For instance, Colombier operates in the bioindustry field. It makes disposable plastic cups and plastic packages redundant by producing sustainable paper and board packaging. Colombier produces, among other things, plastic-free cups for coffee, salad and ice cream. Taaleri Bioindustry Fund I has enabled Colombier, a company producing ecological packaging, to increase its production capacity.

Change in attitudes drives bioindustry

Saarno notes a change. Consumers are now demanding more sustainable products from companies. At the same time, policymakers have become aware of this trend and have begun implementing stricter regulations. An example of this tightening legislation is the plastic straw ban. Efforts are being made to restrict the release of microplastics into the seas. Due to EU’s directive concerning single-use plastics, plastic straws and utensils have been replaced with alternative products in stores.

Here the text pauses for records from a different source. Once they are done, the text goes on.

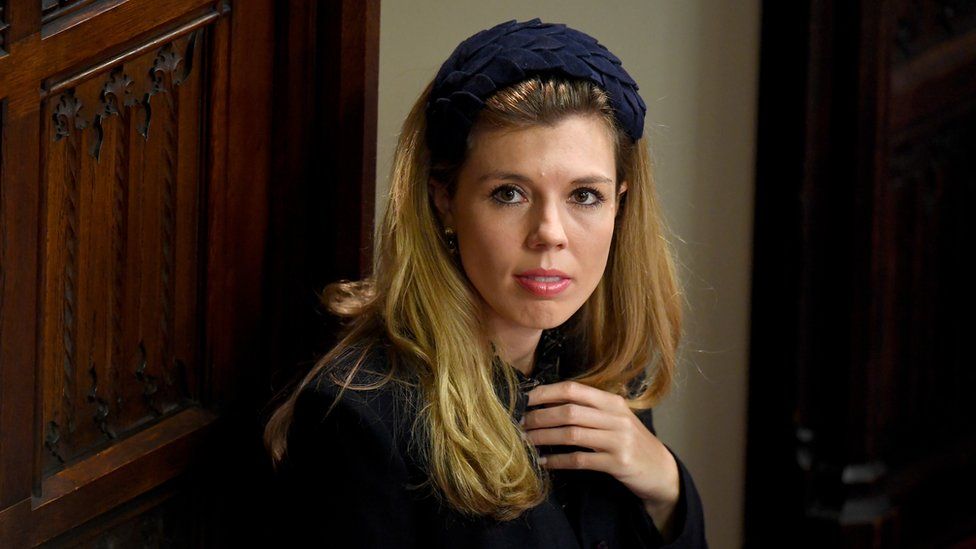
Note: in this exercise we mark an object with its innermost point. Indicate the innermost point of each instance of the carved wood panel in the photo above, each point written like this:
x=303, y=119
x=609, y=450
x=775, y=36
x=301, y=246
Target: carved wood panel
x=122, y=185
x=860, y=412
x=128, y=312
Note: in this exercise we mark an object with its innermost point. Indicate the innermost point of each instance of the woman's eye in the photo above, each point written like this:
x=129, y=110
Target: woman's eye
x=507, y=195
x=587, y=197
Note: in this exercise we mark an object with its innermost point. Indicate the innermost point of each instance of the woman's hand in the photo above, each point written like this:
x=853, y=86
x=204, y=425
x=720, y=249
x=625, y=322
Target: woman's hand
x=585, y=416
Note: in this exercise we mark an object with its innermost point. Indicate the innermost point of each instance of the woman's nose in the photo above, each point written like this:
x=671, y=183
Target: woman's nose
x=547, y=230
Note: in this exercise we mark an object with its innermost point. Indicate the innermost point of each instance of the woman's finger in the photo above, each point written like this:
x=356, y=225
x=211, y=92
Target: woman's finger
x=573, y=435
x=594, y=461
x=571, y=414
x=574, y=391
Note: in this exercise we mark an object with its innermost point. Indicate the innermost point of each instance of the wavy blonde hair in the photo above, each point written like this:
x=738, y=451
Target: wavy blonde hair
x=420, y=300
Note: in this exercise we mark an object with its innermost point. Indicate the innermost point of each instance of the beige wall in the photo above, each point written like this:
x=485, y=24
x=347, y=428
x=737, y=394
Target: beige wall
x=696, y=62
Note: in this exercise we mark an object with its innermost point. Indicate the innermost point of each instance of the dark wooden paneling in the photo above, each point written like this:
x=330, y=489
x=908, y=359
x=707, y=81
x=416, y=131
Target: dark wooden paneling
x=860, y=430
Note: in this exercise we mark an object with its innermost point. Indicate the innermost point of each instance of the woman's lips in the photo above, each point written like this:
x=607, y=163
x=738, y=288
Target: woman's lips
x=543, y=286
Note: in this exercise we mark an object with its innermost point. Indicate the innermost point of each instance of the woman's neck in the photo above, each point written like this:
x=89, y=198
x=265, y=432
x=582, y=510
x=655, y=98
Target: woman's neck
x=516, y=345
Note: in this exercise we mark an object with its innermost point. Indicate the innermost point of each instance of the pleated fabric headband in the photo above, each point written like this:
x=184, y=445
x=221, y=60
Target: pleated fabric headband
x=511, y=52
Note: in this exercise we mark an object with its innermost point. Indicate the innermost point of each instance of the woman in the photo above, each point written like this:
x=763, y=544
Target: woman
x=495, y=384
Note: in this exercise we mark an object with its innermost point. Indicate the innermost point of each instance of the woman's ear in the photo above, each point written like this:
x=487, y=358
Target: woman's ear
x=442, y=201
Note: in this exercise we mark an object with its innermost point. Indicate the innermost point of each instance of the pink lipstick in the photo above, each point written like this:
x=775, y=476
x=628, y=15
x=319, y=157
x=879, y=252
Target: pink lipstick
x=544, y=282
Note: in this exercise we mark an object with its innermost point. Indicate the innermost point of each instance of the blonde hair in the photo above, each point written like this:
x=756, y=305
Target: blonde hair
x=420, y=300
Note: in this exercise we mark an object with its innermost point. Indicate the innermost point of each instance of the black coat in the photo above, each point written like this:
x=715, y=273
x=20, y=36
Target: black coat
x=345, y=481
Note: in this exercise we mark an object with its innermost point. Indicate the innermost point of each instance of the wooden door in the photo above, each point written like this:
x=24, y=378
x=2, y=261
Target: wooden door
x=133, y=205
x=861, y=418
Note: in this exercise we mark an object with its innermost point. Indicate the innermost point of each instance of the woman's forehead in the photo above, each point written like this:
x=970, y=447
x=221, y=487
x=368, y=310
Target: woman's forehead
x=575, y=148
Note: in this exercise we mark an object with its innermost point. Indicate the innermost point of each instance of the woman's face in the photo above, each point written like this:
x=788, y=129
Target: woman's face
x=534, y=214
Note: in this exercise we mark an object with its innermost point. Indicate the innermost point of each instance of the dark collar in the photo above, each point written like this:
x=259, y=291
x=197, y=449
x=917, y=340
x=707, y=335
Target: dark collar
x=546, y=370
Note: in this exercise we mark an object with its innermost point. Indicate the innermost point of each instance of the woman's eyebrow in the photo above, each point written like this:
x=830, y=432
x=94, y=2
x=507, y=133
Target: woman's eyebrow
x=519, y=178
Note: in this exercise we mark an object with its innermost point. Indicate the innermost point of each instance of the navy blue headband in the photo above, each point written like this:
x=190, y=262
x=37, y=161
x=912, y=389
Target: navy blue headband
x=509, y=53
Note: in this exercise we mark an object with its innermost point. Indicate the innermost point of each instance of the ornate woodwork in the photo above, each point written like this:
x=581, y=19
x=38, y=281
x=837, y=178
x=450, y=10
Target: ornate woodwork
x=860, y=431
x=157, y=276
x=123, y=334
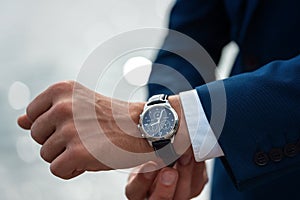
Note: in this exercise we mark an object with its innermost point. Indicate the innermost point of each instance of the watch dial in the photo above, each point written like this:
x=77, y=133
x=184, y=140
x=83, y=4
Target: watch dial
x=158, y=121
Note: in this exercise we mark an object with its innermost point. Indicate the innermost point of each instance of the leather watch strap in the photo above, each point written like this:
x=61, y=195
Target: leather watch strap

Saarno remarks that changes in attitudes and regulations have created a market niche for products in the bioindustry.

"The markets for end products are global, hence there is good market potential."

As a matter of fact, it's not just about potential. There are already companies operating in the international arena within the industry. For instance, Taaleri’s first bioindustry fund has invested in Nordtreat. It produces environmentally friendly and non-toxic fire retardants, and it sells its products in 15 different countries.